3. The backlight module according to claim 2 further comprising a memory unit and an input unit, the memory unit and the input unit being electrically connected to the control unit, the input unit serving as an interface for users to input the predetermined value of the time interval, and the predetermined value being stored in the memory unit by the control unit.

4. The backlight module according to claim 1, wherein the predetermined value is a counting result, the control unit comprises a counter, and the counter counts the number of times of power on to obtain the counting result, if the counting result is an odd number, the backlight driving unit is controlled to generate the driving command to light on the first light source set and light off the second light source set, and if the counting result is an even number, the backlight driving unit is controlled to generate the driving command to light on the second light source set and light off the first light source set.

5. The backlight module according to claim 1, wherein the backlight driving unit comprises a plurality of backlight drivers for driving the first light source set and the second light source set, respectively.

6. A backlight module, comprising:

a control unit;

a backlight driving unit, electrically connected to the control unit, wherein the backlight driving unit is controlled by the control unit to generate a driving command;

a first light source set, electrically connected to the backlight driving unit; and

a second light source set, electrically connected to the backlight driving unit;

wherein the backlight driving unit drives the first light source set, and the control unit determines whether to light on the second light source set or not according to a predetermined value simultaneouly, in order to compensate a brightness loss of the first light source set, thus maintaining a brightness of the backlight module within a predetermined range.

7. The backlight module according to claim 6, wherein a number of light sources of the first light source set is not equal to a number of light sources of the second light source set.

8. The backlight module according to claim 6, wherein the predetermined value is an decay period that a brightness of the first light source set decreases to a predetermined degree, the control unit comprises a timer for timing the period of power supplying, if the timing result does not reach the decay period, the backlight driving unit is controlled to generate the driving command to light on the first light source set and light off the second light source set, and if the timing result reaches the decay period, the backlight driving unit is controlled to generate the driving command to light on the first light source set and the second light source set simultaneously, and to make the second light source set compensate the brightness of the first light source set in a predetermined brightness displaying range.

9. The backlight module according to claim 6, wherein the first light source set is not co-planar with the second light source set.

10. The backlight module according to claim 6 further comprising a brightness detecting unit electrically connected to the control unit, for detecting a brightness of the light source sets and outputting a detected brightness value which is provided to the control unit as the predetermined value.

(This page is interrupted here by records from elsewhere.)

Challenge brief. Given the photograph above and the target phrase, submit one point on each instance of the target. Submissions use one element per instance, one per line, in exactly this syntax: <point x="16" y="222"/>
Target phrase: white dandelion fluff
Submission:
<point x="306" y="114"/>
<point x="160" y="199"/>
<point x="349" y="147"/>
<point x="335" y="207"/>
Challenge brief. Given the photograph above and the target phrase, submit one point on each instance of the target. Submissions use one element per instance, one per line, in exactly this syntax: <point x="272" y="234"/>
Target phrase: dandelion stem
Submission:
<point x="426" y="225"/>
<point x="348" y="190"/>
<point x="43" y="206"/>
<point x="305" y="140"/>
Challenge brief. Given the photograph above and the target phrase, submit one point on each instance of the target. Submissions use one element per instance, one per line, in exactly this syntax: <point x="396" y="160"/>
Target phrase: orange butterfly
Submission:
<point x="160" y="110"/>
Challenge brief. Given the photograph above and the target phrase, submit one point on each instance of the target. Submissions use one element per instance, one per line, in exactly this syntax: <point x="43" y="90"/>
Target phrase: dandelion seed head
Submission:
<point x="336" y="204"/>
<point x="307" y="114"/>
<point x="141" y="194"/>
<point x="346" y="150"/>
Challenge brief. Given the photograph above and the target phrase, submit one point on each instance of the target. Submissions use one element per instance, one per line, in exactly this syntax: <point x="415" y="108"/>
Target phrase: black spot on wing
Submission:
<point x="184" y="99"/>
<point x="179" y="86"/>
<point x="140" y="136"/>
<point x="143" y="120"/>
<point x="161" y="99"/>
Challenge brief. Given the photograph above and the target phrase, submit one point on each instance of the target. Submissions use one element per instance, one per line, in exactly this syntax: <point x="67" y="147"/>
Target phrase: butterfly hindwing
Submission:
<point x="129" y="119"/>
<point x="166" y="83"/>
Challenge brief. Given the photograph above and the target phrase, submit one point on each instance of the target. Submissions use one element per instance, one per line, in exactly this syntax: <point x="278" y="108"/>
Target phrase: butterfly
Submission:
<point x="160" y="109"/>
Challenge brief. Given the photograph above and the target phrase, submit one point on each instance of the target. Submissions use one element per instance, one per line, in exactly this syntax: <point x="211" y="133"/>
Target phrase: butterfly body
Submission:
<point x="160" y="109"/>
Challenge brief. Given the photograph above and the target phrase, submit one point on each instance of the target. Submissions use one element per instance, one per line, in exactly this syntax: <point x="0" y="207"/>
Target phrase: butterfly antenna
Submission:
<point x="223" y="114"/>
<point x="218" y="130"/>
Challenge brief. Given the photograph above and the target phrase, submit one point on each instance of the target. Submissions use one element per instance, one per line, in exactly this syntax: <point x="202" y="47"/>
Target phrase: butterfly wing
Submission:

11. The backlight module according to claim 10, wherein the control unit determines whether the detected brightness detected by the brightness detecting unit is lower than the predetermined value, if the detected brightness is not lower than the predetermined brightness value, the backlight driving unit is controlled to generate the driving command to light on the first light source set and light off the second light source set, and if the detected brightness is lower than the predetermined brightness, the backlight driving unit is controlled to generate the driving command to light on the first light source set and the second light source set simultaneously, and to make the second light source set compensate the brightness of the first light source set in the predetermined brightness displaying range.